I don’t know her her like that, no matter what she says….but I do know me. I am or at least try to be truthful and honest. And that’s all I can trust.

Maybe I do have trust issues. But these hoes do be lying A LOT.

I got this

Suddenly finding myself as an ‘effectively’ single parent in my early 40s is a bit more daunting than I thought. At least insofar as finding a relationship. I’m not really keen on bringing a new woman around my son and he isn’t quite old enough for me to leave home alone for a long period of time. Plus, me and his mother haven’t officially divorced yet.

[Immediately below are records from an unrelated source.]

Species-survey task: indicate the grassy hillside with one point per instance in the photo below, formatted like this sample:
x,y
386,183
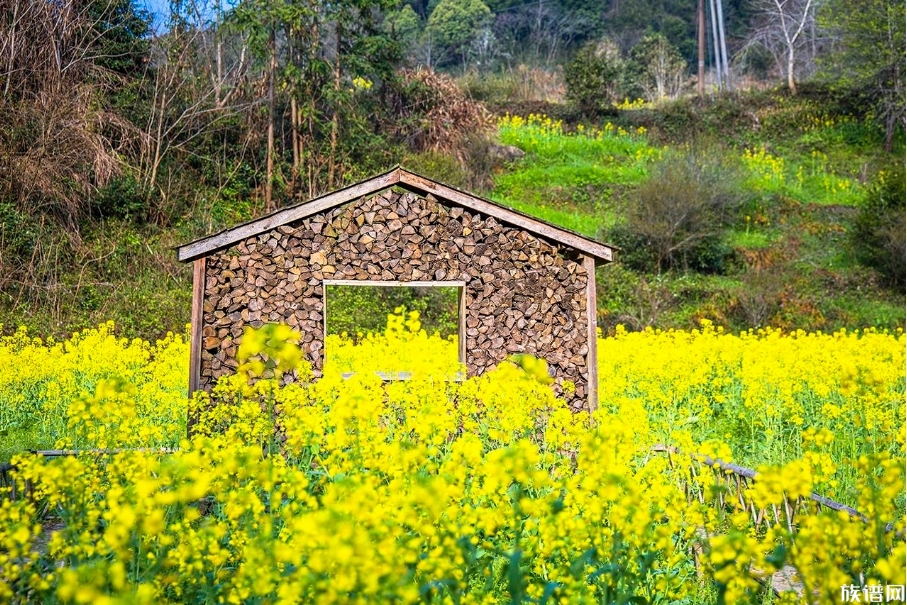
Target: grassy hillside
x,y
785,258
798,169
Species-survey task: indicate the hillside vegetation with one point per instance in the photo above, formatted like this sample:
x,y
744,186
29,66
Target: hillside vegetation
x,y
780,203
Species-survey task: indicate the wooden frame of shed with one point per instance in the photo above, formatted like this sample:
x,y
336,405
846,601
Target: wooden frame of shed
x,y
400,227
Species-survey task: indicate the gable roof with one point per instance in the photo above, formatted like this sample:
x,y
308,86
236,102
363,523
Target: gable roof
x,y
408,180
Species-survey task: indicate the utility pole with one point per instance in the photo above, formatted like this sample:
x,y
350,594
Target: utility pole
x,y
701,40
717,54
723,45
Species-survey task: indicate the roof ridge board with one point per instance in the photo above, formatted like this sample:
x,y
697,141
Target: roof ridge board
x,y
405,179
499,211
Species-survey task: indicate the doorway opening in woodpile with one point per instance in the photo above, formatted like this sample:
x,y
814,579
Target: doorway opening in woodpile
x,y
397,330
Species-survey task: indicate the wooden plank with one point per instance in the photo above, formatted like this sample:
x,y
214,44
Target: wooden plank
x,y
408,180
195,335
419,184
592,333
218,241
378,282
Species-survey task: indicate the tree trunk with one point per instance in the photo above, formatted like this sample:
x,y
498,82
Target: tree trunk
x,y
335,117
272,68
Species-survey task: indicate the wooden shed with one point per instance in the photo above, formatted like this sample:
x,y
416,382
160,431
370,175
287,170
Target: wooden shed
x,y
526,286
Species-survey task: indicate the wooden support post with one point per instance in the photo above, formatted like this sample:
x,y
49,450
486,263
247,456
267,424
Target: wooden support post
x,y
461,329
592,333
195,338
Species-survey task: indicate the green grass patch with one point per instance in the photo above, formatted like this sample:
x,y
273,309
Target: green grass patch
x,y
751,239
571,178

One of the reasons why me and my lover couldn’t have worked out is because of the ties, responsibilities, and obligations that I have. Even IF i was willing to try the serious committed thing again with her, I wouldn’t have felt right to make her wait until I got this situation straightened out. That said, with her moving away, I can tell that she is trying (probably rightfully so) trying to distance herself from me. I should take the hint and keep it moving. It was nice to think that I may have had a soft cushion to land on….but maybe it is time to remove the safety net and start walking on my own. I truly hope that she finds happiness in her endeavors and whoever she chooses…..I hope he treats her with the love and respect she deserves.

This does sort of put me in a position where I don’t have anyone and I guess that’s ok. It’s part of the process. If I am to take on the the responsibility of single parenting this thing, I have to accept the fact that it’s going to limit my already limited options. I dont’ have the free time to date around. One of the difficult things about having custody of a child is that you can’t be spontaneous. Then I also have to “hide” it from him as STBXW haven’t officially split yet.

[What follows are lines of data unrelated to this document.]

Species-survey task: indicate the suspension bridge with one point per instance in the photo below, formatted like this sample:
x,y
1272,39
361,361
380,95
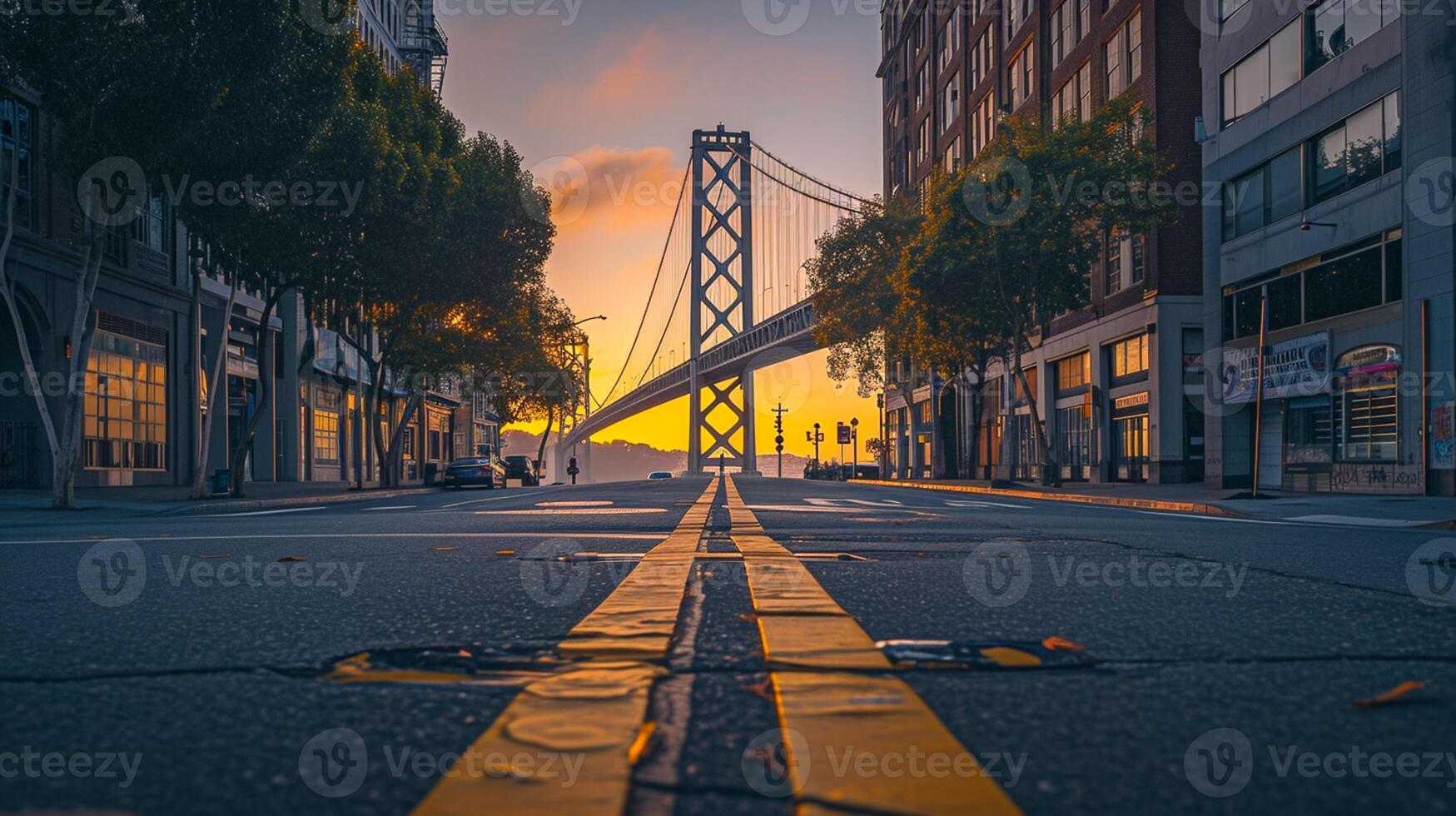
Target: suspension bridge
x,y
730,297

She kept him for a few weeks in the summer and I had the opportunity to get with at least 2 girls. I guess I was sort of still not facing the reality of what’s happening with me and my lover so I didn’t indulge as I felt it would have been wrong. But to be honest, I’m not really attracted to one of them like that and I work with the other.

My options are also limited due to fact that I don’t really know where to meet anyone. Then even if I do….as a 40 something year old, I need to have my own space. I can take him to a baby sitter if I need the weekend, but I’d have to rely on them and I’m not sure if it’s right for me to put that responsibility on them. I do want another kid or two and possibly a wife again…. but I don’t want to marry someone just for the sake of being married and having kids. But in the mean time, it is nice to have someone to share sex and intimacy with. Unfortunately, I don’t know how I can balance this for now.

It sort of sucks that stbxw gets to come in and never appreciate the difficulties that this also presents to me. Even with her in NY now, her betrayal is still affecting me. It’s hard not to be upset when she gets to ‘live it up’…..while I’m stuck picking up the pieces of my life while at the same time trying to maintain a certain semblance of stability in the life of kiddo. Now I guess she has unfettered access to her Affair Partner(s)…. I believe that in her mind, having him for 3 weeks isn’t that difficult so she doesn’t see what I’d complain about. But i’d rather him with me than in NY with her. I think it would be better for him overall. Given how she moves, I don’t know if I’d trust her to look after his best interests as she’s proven so far to be more concerned about her happiness than what’s best for everyone else.

Besides, this is what sacrifice is all about. Not sure if I’ll ever be rewarded for this directly…. or if anyone will ever understand the sacrifices it’s taking….then again, why should they…..this is my responsibility. Plus I love him and I don’t regret it one bit. I believe that true happiness comes from within and now is the time to test that theory. Besides, who knows, maybe someday the right one will come along. If it doesn’t then I guess it just wasn’t meant to be in this lifetime.

Meanwhile, I guess I just have to put the focus on keeping in shape, working at my job, getting my finances in better order, and making sure I’m supporting him in his academics, sports, and growth. That is a lot on my table and I gotta get rid of this appetite for pussy and affection. At least for now. Monk mode baby. Time to get it.